Titan Machinery unveiled a 10-fold rise in losses as it swallowed the costs of staff losses besides of weaker margins in farm equipment sales, and a setback to its Ukraine operations too from the country's political crisis.
The agricultural and construction machinery dealer reported a loss of $4.14m for the February-to-April period, compared with a $409,000 loss a year before, and representing its worst quarter in at least nine years.
The loss reflected in part one-off costs of closing eight, mainly construction equipment, stores and reducing the company's workforce by 4.5%, leading to a $1.9m charge during the period.
However, even after excluding one-time effects, the group's loss per share, at $0.11, was its biggest on records going back to fiscal 2007 and above the $0.09 per share that Wall Street had expected.
Nonetheless, the group stuck by forecasts for the underlying earnings of $14.8m-21.1m in fiscal 2015, which ends in January, equivalent to $0.70-1.00 per share, on revenues of $1.95bn-2.15bn.
The store closures and staff reduction in the latest quarter "improves the overall foundation of our business", said David Meyer, the Titan Machinery chief executive, adding that the impact of cost savings were already being seen.

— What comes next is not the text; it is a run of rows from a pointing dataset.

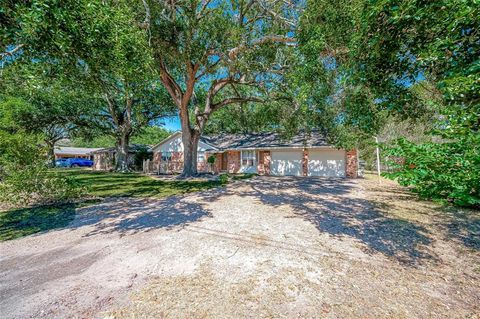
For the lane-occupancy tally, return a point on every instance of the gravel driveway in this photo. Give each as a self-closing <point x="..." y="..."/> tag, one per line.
<point x="261" y="248"/>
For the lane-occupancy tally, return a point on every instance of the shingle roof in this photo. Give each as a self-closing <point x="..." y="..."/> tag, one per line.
<point x="62" y="150"/>
<point x="133" y="148"/>
<point x="264" y="140"/>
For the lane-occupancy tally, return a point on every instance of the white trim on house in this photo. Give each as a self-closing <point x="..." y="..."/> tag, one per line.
<point x="165" y="140"/>
<point x="248" y="168"/>
<point x="279" y="148"/>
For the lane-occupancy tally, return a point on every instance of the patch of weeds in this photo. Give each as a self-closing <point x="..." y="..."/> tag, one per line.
<point x="16" y="223"/>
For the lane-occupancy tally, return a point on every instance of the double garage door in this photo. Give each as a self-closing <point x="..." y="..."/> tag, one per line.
<point x="325" y="162"/>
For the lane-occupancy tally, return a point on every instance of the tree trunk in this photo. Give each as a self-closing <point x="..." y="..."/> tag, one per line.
<point x="190" y="138"/>
<point x="50" y="153"/>
<point x="121" y="158"/>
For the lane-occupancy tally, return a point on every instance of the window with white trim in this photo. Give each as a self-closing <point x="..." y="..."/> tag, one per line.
<point x="166" y="156"/>
<point x="248" y="158"/>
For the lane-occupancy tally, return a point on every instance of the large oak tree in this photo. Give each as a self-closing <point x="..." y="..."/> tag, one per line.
<point x="101" y="50"/>
<point x="206" y="51"/>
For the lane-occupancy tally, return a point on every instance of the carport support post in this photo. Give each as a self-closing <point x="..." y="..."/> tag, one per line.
<point x="378" y="157"/>
<point x="305" y="162"/>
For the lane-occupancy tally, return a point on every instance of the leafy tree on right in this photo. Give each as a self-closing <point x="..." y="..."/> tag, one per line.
<point x="377" y="55"/>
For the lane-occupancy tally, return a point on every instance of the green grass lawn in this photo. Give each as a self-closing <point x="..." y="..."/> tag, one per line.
<point x="107" y="184"/>
<point x="22" y="222"/>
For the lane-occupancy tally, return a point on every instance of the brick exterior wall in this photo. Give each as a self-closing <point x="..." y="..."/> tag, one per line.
<point x="305" y="163"/>
<point x="351" y="164"/>
<point x="267" y="158"/>
<point x="233" y="161"/>
<point x="217" y="167"/>
<point x="263" y="167"/>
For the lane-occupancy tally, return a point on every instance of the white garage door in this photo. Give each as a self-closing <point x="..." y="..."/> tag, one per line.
<point x="286" y="163"/>
<point x="326" y="163"/>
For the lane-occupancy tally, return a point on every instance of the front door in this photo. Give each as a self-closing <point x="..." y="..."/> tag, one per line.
<point x="224" y="161"/>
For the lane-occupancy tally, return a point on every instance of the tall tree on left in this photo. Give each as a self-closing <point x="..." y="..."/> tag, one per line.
<point x="102" y="51"/>
<point x="47" y="106"/>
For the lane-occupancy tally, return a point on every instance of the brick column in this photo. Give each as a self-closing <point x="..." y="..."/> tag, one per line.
<point x="351" y="164"/>
<point x="305" y="163"/>
<point x="233" y="161"/>
<point x="266" y="162"/>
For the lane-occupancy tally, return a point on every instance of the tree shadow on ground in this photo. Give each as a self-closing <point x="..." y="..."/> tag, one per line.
<point x="131" y="215"/>
<point x="464" y="225"/>
<point x="329" y="205"/>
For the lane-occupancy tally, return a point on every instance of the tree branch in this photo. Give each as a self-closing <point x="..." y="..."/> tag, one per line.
<point x="232" y="54"/>
<point x="232" y="100"/>
<point x="11" y="52"/>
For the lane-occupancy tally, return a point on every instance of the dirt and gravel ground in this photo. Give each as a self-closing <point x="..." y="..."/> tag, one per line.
<point x="260" y="248"/>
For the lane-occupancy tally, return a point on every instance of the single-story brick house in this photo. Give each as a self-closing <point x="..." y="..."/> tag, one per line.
<point x="262" y="153"/>
<point x="74" y="152"/>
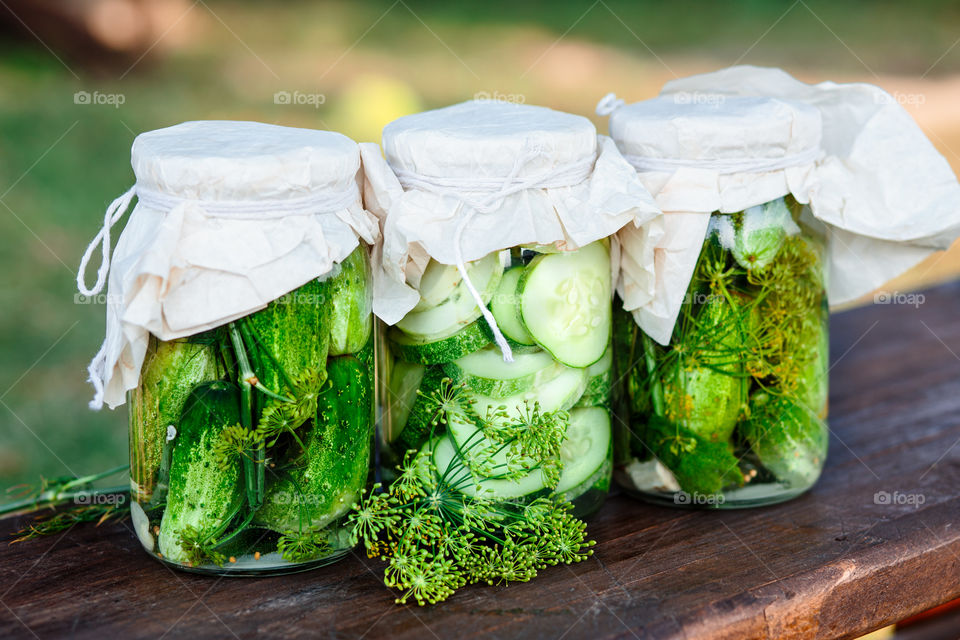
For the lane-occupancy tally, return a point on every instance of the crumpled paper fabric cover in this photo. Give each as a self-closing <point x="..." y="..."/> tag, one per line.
<point x="887" y="198"/>
<point x="179" y="272"/>
<point x="492" y="142"/>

Titan Machinery shares eased 1.1% to $17.41 in early deals in New York.
The group's revenues for the February-to-April period rose by 5.4% to $465.5m, with a jump in construction machinery sales more than offsetting a decline of 2.1% to $352.6m in takings at the core US agricultural equipment operation.

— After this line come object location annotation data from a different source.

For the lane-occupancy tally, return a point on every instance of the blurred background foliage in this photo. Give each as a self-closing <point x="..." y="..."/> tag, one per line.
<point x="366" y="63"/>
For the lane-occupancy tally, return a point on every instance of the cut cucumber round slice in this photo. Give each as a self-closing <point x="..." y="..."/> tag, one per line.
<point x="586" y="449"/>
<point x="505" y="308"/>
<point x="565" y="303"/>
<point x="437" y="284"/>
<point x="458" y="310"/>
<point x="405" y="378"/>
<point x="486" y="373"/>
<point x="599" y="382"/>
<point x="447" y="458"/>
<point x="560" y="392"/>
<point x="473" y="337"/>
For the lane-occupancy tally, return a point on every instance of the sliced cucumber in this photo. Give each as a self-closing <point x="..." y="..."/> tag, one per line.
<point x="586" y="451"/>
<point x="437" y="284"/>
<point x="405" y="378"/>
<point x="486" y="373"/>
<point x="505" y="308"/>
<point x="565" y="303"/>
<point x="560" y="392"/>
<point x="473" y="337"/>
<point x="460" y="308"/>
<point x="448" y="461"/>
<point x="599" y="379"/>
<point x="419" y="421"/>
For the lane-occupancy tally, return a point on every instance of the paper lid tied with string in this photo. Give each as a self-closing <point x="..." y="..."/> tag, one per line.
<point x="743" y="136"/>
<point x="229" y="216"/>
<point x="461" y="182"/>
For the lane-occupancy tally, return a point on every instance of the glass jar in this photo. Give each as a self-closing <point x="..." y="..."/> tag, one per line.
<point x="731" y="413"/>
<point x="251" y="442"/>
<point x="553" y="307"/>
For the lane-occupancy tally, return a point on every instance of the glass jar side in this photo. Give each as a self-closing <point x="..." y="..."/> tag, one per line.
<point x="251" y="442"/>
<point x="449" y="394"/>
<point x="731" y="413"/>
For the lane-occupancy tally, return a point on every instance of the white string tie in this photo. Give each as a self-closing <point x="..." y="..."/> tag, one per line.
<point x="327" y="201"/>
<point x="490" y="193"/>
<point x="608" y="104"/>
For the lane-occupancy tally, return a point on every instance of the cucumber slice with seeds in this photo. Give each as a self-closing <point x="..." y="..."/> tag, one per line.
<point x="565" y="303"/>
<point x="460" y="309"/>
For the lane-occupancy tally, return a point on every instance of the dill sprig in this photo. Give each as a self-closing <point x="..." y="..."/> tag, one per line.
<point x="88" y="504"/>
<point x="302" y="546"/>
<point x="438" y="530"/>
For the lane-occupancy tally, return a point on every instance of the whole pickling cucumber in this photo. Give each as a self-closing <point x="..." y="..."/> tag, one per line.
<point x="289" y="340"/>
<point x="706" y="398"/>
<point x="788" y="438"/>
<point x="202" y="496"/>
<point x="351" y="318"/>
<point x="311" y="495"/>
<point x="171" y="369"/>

However, the construction business remained in the red, while US ag machinery profits halved to $4.0m, with profitability on equipment sales in particular fading, and offsetting a jump in profits from parts and service, which now account for more than half the group total.

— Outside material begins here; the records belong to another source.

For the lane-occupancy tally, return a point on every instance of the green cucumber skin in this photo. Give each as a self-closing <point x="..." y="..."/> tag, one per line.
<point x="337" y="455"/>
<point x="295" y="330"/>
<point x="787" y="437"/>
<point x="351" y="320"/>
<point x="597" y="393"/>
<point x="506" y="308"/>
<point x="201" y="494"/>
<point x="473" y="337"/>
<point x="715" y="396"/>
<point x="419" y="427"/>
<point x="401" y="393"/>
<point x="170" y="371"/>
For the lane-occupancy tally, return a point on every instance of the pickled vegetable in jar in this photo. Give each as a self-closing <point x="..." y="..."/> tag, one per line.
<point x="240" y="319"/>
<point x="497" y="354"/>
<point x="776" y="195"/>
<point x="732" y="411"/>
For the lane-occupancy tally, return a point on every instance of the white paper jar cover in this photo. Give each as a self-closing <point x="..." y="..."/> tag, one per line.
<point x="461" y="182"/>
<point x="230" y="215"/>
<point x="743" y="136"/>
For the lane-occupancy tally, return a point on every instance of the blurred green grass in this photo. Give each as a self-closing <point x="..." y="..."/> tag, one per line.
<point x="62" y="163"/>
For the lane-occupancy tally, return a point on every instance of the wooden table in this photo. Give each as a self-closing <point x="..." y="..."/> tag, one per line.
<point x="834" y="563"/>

"Solid performance from parts and service was offset by lower equipment margins," said Titan, which sells Case and New Holland machinery.
Prices of used agricultural equipment were "under pressure" in the US thanks to a build-up in levels of inventory held by dealers.
Titan also noted some setback at its, small, Ukraine operation from the country's political and economic turmoil, which was "impacting" both the group's own operations and those of major customers.
Customers were facing reduced credit and increased credit, with the industry tackling the impact of a strong devaluation in the hryvnia too.
Many former Soviet Union farm operators, such as Trigon Agri and Kernel Holdings, have remained sanguine over the Ukraine crisis, flagging a boost to export takings, in local currency terms, from the weakened hryvnia, balancing the raised costs of imported goods, and some other effects.
Titan Machinery forecast a rise of 5-10% in same store sales at its non-US operations, which also extend into the European Union countries of Bulgaria, Serbia and Romania.
Like-for-like sales in US farm equipment, however, will fall by 10-15%, accelerating from a drop of 1.2% in the latest quarter on a same-store basis.
Other observers are also downbeat over North American farm machinery market prospects, as lower crop prices deter farm spending, with Deere & Co, the owner of the John Deere brand, forecasting industry sales in Canada and the US falling 5-10% over its fiscal year, which ends in October.
AgJunction, the farm satellite equipment group, this week blamed "general weakness in the agriculture industry" for a profits warning.